Question

For which pairs of functions is (f⋅g)(x)=x?

A.f(x)=x^2 and g(x)= 1/x
B.f(x)=x and g(x)=2−3x
C.f(x)=3 and g(x)=x−2
D. f(x)=x−2 and g(x)=−3x+2

Answer 1

The correct pair of functions where (f⋅g)(x)=x is A: f(x)=x² and g(x)= 1/x, since multiplying these functions yields x.

Step-by-step explanation:

We are tasked with finding which pairs of functions satisfy the condition (f⋅g)(x)=x. Let's evaluate each option given:

• A. f(x)=x² and g(x)= 1/x: When we multiply these functions together we get (f⋅g)(x)=x²∙(1/x)=x.

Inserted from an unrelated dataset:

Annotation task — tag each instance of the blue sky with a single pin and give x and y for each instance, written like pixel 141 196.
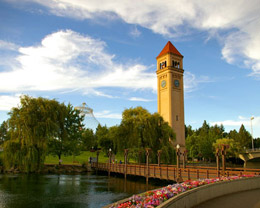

This pair satisfies the condition and (f⋅g)(x) indeed equals x.
• B. f(x)=x and g(x)=2−3x: When we multiply these functions together we get (f⋅g)(x)=x∙(2−3x)=2x∙3x², which does not equal x.
• C. f(x)=3 and g(x)=x−2: When we multiply these functions we get (f⋅g)(x)=3∙(x−2)=3x−6 which does not equal x.
• D. f(x)=x−2 and g(x)=−3x+2: When we multiply these functions we get (f⋅g)(x)=(x−2)∙(−3x+2)=−6x²+4x+6x−4 which does not equal x.

Therefore, the only correct pair is A: f(x)=x² and g(x)= 1/x.